Gov. Jerry Brown (Screenshot from L.A. Press Conference, Courtesy of KCal9 News)
Gov. Jerry Brown (Screenshot from L.A. Press Conference, Courtesy of KCal9 News)
Gov. Jerry Brown arrived in Los Angeles Monday afternoon after a press conference earlier in Sacramento to announce his plan for cutting the California budget by $8 billion as the state faces a $16 billion deficit.  Brown's plan needs to be drafted by June 15 and will include a tax hike for those who make $250,000 or more, 4-day state workweeks, Medi-Cal cuts and a 0.25 increase in sales tax.


2:57 p.m.:

Mayor Villaraigosa's reaction, as reported by The L.A. Daily News:

"A $16 billion deficit? Come on, everybody. We have to start asking questions. We can't continue to cut for 10 years running," Villaraigosa said. "The size of state government and the budget is smaller today than when when I left 12 years ago. It's smaller than the state of New York and we have 20 percent more people. You cannot continue to cut at this level."
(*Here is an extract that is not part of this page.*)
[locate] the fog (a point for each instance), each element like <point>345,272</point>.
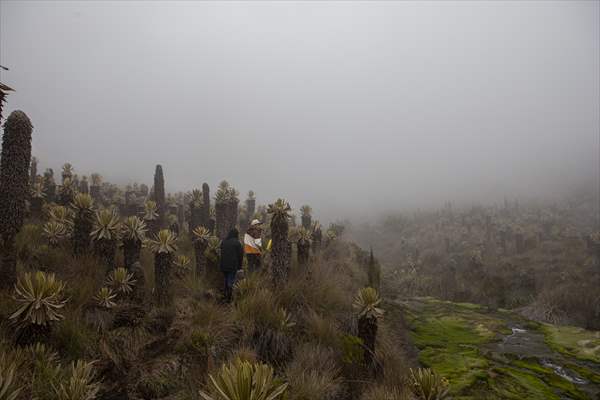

The mayor said he believes officials have to take their case to the public.

"We have to say to Californians it is time to strt investing in our state," Villaraigosa said.


2:47 p.m.:

The Impact On Education:

The L.A. Times reported that universities have been unsuccessful in getting their requests heard by Brown:

University officials unsuccessfully pleaded with Brown to increase their funding to help avoid tuition increases or enrollment cuts; without more funding, UC students could end up paying 6% more, and Cal State students, who already are set to pay a 9% hike for next fall, will face more limits on enrollment next spring. Both systems warn of much more severe measures if voters reject the proposed November tax measures.


2:40 p.m.:

From SacBee:

Assembly Speaker John A. Perez, D-Los Angeles:

"Today's May Revision to the budget makes clear that a significant budget problem remains. We will continue to work with the Governor and the Senate to close the remaining budget problem; which will require the Legislature making tough cuts and the voters approving temporary revenues. To date, the Assembly has held over 60 budget hearings, and we will immediately begin hearing the May Revision proposal. Through an open and transparent process, we will craft an on-time, balanced budget by June 15."

2:30 p.m.:

Gov. Brown thanks everyone- asks if they're "out of here energized and optimistic...?"


2:26 p.m.:

Gov. Brown hands questions over to a spokeswoman, saying "She knows a hell of a lot more."


2:22 p.m.:

Gov. Brown says, "I think people of good will will want more to come into schools." 

  • According to The L.A. Times, Brown's plan is "built around the expectation that voters will approve higher taxes in November. Without those levies, he said Monday, public schools and community colleges would be sliced by $5.5 billion, and the University of California and California State University systems would be cut by $250 million each. Other popular programs, like lifeguards at state beaches, would also get the ax, for a total of nearly $6.1 billion in extra cuts."


2:11 p.m.:

Reactions from SacBee:

Gov. Jerry Brown's budget revision was met by criticism from leaders statewide, though most said that Brown's increased budget deficit was not a surprise.

For Republican leaders, many said the plan's main shortfall lies in not including a clear economic plan to help businesses and the unemployment rate.

Senate Republican Leader Bob Huff of Diamond Bar:
Despite an 11% unemployment rate, two million Californians out of work, and California being ranked the worse state in the nation to do business 8-years in a row, the Governor and Democrats have no proposals to help grow the economy or to help our small business community. Republicans believe we must get people back to work, which in turn will responsibly increase our state tax revenues."


2:04 p.m.:

The initiative will be on the ballot for voters to decide.

2:00 p.m.:

Brown says, even though the deficit "is a big problem, we've got a big answer.  And the answer is cuts and tax revenues.... they're fair and mostly go to those who were able to double their California income... We're asking them to give back a little for 7 years."